While Safari Sam's established itself as a hotbed of great rock 'n' roll, it's also a story of a strongly conservative social culture, constant harassment from city bureaucrats and cops, and, ultimately, a force that proved too strong to overcome...gentrification. It's a story that was relevant then, and still plays out today, all around the nation. Now, you can read it for yourself, and draw your own conclusions.
Copies are available, through this website, for $10 postpaid. Just visit the Contact page to set up the transaction, we'll give you the relevant link to pay, and out it goes, simple as that! No muss, no fuss, no nonsense.
Can't wait for a paper copy in the mail? You can also get issue #2 electronically, as a PDF. Just specify print or e-edition when you order, we'll take it from there, and thanks again for your support! (Sample pages are available with this entry, so you can see what it looks like.)
"Ralph Heibutzki, a.k.a. Chairman Ralph, pays homage to the classic DIY fanzine format of olden tymes here with a haphazard scissors-and-glue-stick collaged layout, complete with paste-up lines, blurry photocopied photos and newspaper clippings, hand-drawn illustrations, and the pages all held together with a single staple in the top left corner.

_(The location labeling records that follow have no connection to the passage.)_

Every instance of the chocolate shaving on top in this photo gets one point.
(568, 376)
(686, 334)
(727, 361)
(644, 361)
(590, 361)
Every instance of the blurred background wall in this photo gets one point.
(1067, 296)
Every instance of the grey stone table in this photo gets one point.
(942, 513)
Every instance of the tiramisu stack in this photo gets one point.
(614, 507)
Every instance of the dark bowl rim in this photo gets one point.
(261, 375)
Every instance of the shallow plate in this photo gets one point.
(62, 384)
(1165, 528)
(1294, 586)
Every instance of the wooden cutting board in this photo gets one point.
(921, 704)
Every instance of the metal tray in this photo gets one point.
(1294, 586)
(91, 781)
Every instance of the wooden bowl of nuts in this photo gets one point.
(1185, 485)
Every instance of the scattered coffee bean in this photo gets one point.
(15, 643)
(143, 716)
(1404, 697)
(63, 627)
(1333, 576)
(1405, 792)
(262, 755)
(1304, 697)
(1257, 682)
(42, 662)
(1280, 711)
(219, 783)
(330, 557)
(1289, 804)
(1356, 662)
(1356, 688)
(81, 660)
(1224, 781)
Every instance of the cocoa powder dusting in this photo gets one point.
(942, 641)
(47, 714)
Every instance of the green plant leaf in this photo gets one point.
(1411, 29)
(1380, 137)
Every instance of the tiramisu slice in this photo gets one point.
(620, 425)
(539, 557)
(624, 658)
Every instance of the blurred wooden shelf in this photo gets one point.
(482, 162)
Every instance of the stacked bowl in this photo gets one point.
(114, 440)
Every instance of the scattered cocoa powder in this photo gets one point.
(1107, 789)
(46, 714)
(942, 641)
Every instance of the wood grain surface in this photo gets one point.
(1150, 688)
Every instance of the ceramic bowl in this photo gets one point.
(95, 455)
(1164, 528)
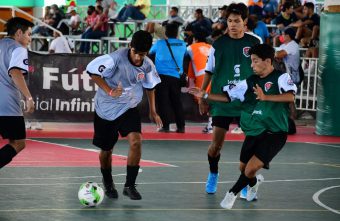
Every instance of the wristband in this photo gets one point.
(205, 96)
(110, 93)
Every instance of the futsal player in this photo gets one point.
(228, 61)
(265, 99)
(121, 77)
(13, 67)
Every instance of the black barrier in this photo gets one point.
(62, 91)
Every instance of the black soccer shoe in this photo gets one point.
(132, 192)
(110, 190)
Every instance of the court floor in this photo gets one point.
(42, 182)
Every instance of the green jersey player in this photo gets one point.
(265, 99)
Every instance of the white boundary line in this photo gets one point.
(317, 201)
(94, 150)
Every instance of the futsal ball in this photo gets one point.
(90, 194)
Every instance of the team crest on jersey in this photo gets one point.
(246, 51)
(267, 86)
(101, 68)
(140, 76)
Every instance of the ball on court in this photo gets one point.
(90, 194)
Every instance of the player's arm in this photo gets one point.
(113, 92)
(20, 83)
(284, 97)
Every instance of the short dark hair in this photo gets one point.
(239, 9)
(16, 23)
(199, 11)
(171, 30)
(286, 5)
(263, 51)
(174, 8)
(309, 5)
(141, 41)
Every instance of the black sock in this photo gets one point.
(131, 175)
(7, 153)
(242, 182)
(213, 163)
(107, 175)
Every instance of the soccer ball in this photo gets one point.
(90, 194)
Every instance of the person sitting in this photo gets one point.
(138, 11)
(98, 30)
(74, 21)
(159, 29)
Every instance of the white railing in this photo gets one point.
(307, 95)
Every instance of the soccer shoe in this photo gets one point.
(243, 193)
(211, 184)
(236, 130)
(132, 192)
(252, 191)
(110, 190)
(228, 201)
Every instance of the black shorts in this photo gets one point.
(222, 121)
(106, 132)
(12, 127)
(264, 146)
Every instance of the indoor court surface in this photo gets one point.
(42, 182)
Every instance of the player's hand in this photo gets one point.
(117, 91)
(154, 117)
(259, 93)
(30, 106)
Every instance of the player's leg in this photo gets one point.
(220, 128)
(134, 156)
(105, 137)
(13, 129)
(131, 128)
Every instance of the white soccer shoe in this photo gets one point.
(252, 191)
(228, 201)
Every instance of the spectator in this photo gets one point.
(309, 26)
(198, 53)
(74, 21)
(261, 29)
(159, 29)
(221, 23)
(60, 44)
(200, 24)
(138, 11)
(98, 30)
(168, 92)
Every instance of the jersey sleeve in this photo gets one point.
(210, 66)
(236, 92)
(19, 60)
(151, 78)
(286, 84)
(101, 66)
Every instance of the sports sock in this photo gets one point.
(7, 153)
(107, 174)
(213, 163)
(242, 182)
(252, 181)
(131, 175)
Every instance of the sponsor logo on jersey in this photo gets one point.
(101, 68)
(290, 82)
(140, 76)
(246, 51)
(257, 112)
(267, 86)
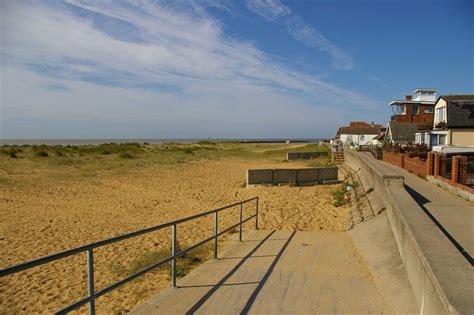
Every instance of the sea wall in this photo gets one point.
(305, 155)
(300, 176)
(389, 192)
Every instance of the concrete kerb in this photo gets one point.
(389, 191)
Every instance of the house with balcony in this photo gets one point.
(416, 108)
(453, 123)
(358, 133)
(412, 118)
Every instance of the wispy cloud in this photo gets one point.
(168, 70)
(274, 10)
(378, 81)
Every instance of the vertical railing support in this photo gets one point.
(256, 214)
(216, 222)
(90, 280)
(173, 253)
(240, 221)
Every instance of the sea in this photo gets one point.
(150, 141)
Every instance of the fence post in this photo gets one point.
(173, 253)
(429, 164)
(455, 169)
(436, 162)
(462, 178)
(216, 222)
(256, 215)
(90, 280)
(240, 227)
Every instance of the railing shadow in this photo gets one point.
(260, 284)
(421, 201)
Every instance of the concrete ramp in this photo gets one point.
(277, 272)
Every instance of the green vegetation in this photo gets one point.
(88, 162)
(184, 265)
(339, 194)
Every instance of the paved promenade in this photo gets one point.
(443, 227)
(280, 272)
(454, 213)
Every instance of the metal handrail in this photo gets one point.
(89, 248)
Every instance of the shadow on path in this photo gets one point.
(260, 283)
(421, 201)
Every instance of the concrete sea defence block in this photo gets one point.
(308, 175)
(262, 176)
(328, 173)
(305, 155)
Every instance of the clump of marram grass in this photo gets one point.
(42, 153)
(184, 265)
(206, 142)
(126, 155)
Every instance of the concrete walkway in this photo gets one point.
(442, 225)
(454, 213)
(280, 272)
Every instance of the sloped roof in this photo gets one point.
(403, 131)
(461, 114)
(458, 97)
(359, 130)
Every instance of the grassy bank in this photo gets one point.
(76, 162)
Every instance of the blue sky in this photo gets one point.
(222, 68)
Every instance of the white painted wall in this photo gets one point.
(357, 139)
(439, 105)
(429, 96)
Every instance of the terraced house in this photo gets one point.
(453, 123)
(412, 117)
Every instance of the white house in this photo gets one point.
(358, 134)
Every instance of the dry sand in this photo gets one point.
(51, 215)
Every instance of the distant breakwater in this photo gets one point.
(150, 141)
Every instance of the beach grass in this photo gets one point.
(79, 162)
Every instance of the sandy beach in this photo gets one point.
(45, 210)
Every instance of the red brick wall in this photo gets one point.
(393, 158)
(414, 164)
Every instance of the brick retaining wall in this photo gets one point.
(411, 164)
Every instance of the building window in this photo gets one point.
(441, 114)
(442, 139)
(402, 109)
(416, 109)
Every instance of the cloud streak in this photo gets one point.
(275, 11)
(169, 72)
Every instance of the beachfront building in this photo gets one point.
(416, 108)
(453, 123)
(401, 133)
(412, 118)
(358, 133)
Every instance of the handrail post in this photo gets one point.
(256, 215)
(90, 280)
(173, 253)
(216, 231)
(240, 227)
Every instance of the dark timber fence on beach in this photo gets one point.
(297, 176)
(305, 155)
(93, 294)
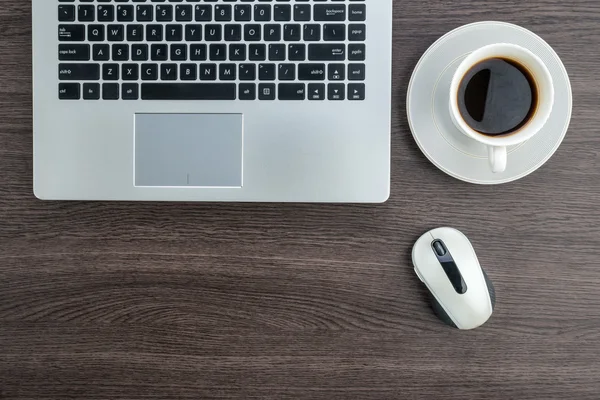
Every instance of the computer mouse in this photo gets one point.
(461, 292)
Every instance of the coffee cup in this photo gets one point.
(501, 95)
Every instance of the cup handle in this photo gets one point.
(498, 158)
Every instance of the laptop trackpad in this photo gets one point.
(196, 150)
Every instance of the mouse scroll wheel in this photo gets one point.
(439, 248)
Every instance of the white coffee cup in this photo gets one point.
(497, 145)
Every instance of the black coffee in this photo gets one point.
(497, 97)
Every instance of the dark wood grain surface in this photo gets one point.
(203, 301)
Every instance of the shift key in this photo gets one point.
(79, 72)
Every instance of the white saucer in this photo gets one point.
(429, 116)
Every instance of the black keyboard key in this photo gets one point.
(203, 13)
(357, 52)
(198, 52)
(149, 72)
(86, 13)
(115, 33)
(316, 91)
(164, 13)
(311, 72)
(188, 91)
(336, 91)
(91, 91)
(266, 72)
(276, 52)
(357, 32)
(144, 13)
(218, 52)
(297, 52)
(208, 72)
(130, 72)
(95, 33)
(257, 52)
(188, 72)
(159, 52)
(183, 12)
(120, 52)
(356, 72)
(356, 91)
(247, 91)
(241, 12)
(247, 72)
(78, 72)
(302, 12)
(287, 72)
(66, 13)
(327, 52)
(101, 52)
(110, 91)
(179, 52)
(68, 91)
(125, 13)
(329, 12)
(357, 12)
(110, 72)
(266, 91)
(336, 72)
(334, 32)
(106, 13)
(227, 72)
(130, 91)
(74, 52)
(237, 52)
(139, 52)
(262, 12)
(168, 72)
(282, 12)
(71, 33)
(154, 33)
(312, 33)
(291, 91)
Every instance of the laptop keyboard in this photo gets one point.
(302, 50)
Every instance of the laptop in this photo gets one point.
(212, 100)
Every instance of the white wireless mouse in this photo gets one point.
(462, 295)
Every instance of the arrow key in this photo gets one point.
(336, 72)
(336, 91)
(316, 91)
(356, 91)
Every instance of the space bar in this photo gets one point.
(188, 91)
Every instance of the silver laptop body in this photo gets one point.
(212, 101)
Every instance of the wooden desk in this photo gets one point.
(198, 301)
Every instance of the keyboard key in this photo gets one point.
(247, 91)
(74, 52)
(316, 91)
(329, 12)
(78, 72)
(266, 91)
(71, 33)
(336, 91)
(356, 91)
(327, 52)
(356, 72)
(188, 91)
(311, 72)
(291, 91)
(110, 91)
(68, 91)
(91, 91)
(130, 91)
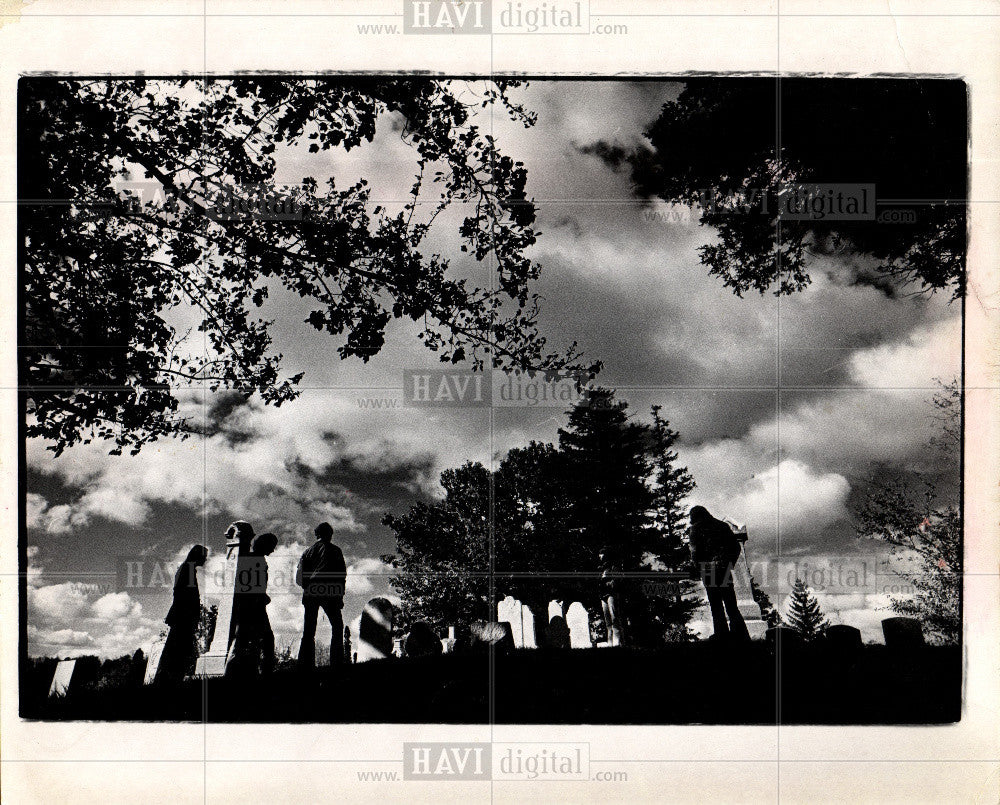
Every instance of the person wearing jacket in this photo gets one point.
(322, 575)
(715, 551)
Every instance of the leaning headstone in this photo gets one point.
(557, 633)
(153, 662)
(422, 641)
(902, 632)
(213, 661)
(62, 677)
(843, 638)
(375, 630)
(496, 634)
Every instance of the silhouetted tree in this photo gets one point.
(924, 532)
(717, 147)
(106, 269)
(547, 512)
(804, 614)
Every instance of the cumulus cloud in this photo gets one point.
(72, 618)
(792, 495)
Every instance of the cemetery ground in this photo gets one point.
(684, 683)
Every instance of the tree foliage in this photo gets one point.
(804, 613)
(923, 528)
(107, 275)
(730, 146)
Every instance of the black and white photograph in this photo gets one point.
(484, 393)
(432, 405)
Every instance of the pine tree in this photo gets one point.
(804, 614)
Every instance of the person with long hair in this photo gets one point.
(181, 649)
(252, 652)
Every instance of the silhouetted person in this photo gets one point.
(242, 533)
(322, 574)
(181, 649)
(611, 599)
(252, 651)
(715, 550)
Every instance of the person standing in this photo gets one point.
(611, 599)
(715, 551)
(181, 649)
(252, 651)
(322, 575)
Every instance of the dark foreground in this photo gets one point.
(681, 684)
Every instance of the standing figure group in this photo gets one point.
(321, 573)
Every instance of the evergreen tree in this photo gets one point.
(668, 611)
(536, 526)
(921, 521)
(443, 552)
(768, 613)
(804, 614)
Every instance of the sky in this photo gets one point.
(785, 406)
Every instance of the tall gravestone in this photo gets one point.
(557, 633)
(579, 625)
(375, 630)
(153, 662)
(62, 677)
(213, 661)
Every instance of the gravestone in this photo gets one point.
(448, 643)
(422, 641)
(153, 662)
(578, 622)
(62, 677)
(557, 633)
(213, 661)
(902, 633)
(783, 638)
(375, 630)
(511, 610)
(844, 638)
(496, 634)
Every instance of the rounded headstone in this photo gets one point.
(843, 637)
(422, 641)
(375, 629)
(902, 632)
(784, 637)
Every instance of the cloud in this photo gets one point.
(804, 499)
(916, 360)
(360, 575)
(74, 618)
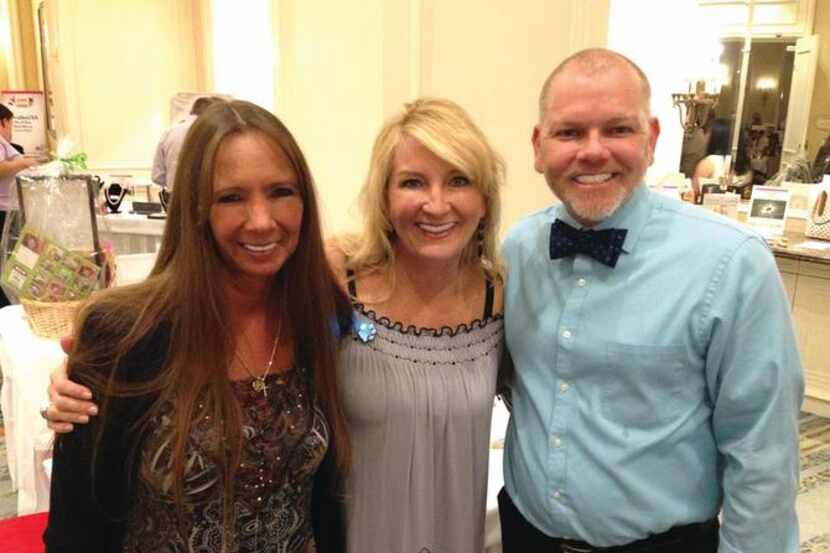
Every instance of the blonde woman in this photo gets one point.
(419, 365)
(220, 425)
(419, 371)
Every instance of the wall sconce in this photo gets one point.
(765, 85)
(694, 107)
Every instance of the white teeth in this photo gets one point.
(260, 247)
(593, 179)
(435, 229)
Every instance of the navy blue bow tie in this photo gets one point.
(603, 245)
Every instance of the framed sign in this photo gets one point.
(768, 210)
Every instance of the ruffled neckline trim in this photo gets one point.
(398, 326)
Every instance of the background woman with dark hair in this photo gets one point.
(714, 165)
(220, 425)
(419, 365)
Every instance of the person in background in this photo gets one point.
(170, 144)
(420, 364)
(821, 165)
(221, 426)
(694, 145)
(11, 163)
(714, 165)
(657, 379)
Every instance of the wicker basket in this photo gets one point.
(50, 319)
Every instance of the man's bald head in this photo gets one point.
(593, 61)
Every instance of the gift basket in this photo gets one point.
(52, 259)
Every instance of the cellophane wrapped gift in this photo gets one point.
(818, 220)
(51, 255)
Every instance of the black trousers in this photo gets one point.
(519, 536)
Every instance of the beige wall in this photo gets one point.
(495, 68)
(342, 73)
(821, 98)
(115, 66)
(767, 61)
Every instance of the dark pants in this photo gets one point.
(4, 301)
(519, 536)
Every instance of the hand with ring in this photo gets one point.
(69, 403)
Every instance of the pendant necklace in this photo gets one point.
(258, 382)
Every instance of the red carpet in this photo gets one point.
(23, 534)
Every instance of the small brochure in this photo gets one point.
(725, 204)
(39, 269)
(768, 210)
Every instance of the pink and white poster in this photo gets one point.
(29, 123)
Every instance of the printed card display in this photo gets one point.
(768, 210)
(41, 270)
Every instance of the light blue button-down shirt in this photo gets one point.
(653, 394)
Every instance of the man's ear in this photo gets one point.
(653, 133)
(536, 140)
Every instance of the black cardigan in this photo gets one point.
(90, 498)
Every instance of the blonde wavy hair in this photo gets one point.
(447, 131)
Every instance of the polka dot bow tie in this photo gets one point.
(603, 245)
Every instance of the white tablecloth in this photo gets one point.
(26, 361)
(130, 233)
(495, 479)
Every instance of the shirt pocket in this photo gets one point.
(645, 386)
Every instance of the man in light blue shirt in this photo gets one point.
(657, 378)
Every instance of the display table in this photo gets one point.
(495, 478)
(26, 361)
(130, 233)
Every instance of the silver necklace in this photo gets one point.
(258, 383)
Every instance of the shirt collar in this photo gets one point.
(632, 216)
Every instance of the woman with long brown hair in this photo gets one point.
(220, 425)
(420, 362)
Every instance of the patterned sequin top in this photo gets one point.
(285, 438)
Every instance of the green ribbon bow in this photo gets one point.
(70, 163)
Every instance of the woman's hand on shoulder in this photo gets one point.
(498, 298)
(68, 402)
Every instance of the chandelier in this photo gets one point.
(694, 107)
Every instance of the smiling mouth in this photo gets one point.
(259, 248)
(598, 178)
(435, 229)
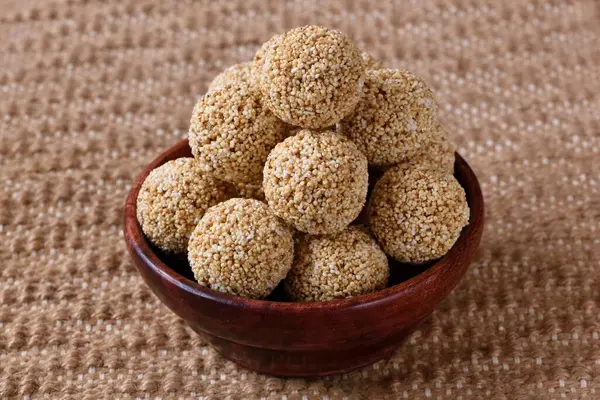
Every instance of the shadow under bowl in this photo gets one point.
(305, 339)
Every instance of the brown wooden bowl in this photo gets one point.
(305, 339)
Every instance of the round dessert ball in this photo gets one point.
(231, 133)
(316, 182)
(438, 152)
(345, 264)
(240, 247)
(312, 76)
(394, 118)
(237, 72)
(417, 213)
(172, 200)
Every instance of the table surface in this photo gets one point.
(91, 91)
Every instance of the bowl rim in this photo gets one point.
(138, 245)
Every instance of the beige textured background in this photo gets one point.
(91, 91)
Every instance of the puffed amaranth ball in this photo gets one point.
(231, 133)
(438, 152)
(316, 182)
(345, 264)
(241, 72)
(394, 118)
(417, 213)
(312, 76)
(240, 247)
(172, 200)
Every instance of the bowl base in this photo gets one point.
(303, 363)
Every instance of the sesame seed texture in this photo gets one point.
(317, 182)
(346, 264)
(172, 200)
(240, 247)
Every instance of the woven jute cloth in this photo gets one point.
(91, 91)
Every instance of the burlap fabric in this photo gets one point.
(91, 91)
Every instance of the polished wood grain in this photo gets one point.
(310, 339)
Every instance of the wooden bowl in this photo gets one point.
(305, 339)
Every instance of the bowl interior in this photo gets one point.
(402, 275)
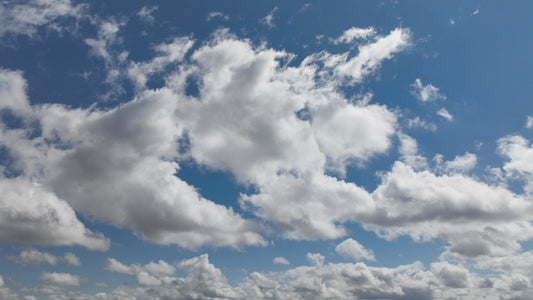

"The throwback format is appropriate as the issue tells the story of Safari Sam's, a Huntington Beach venue that was one of the hot spots for the underground music scene in California's Orange County in the 1980s. The 'zine charts the rise and fall in a scrappy oral history format..." (Mike Stax, UGLY THINGS 55, Winter 2020)
"Roll the credits in your mind for this story, which has played out since the dawn of DIY (in general), and punk rock (in particular): Anykid in Anytown USA doesn't like what's happening there. Maybe they don't hear their type of music, hope to carve out room for something else...or simply want something else besides the standard issue profit-mongering water hole.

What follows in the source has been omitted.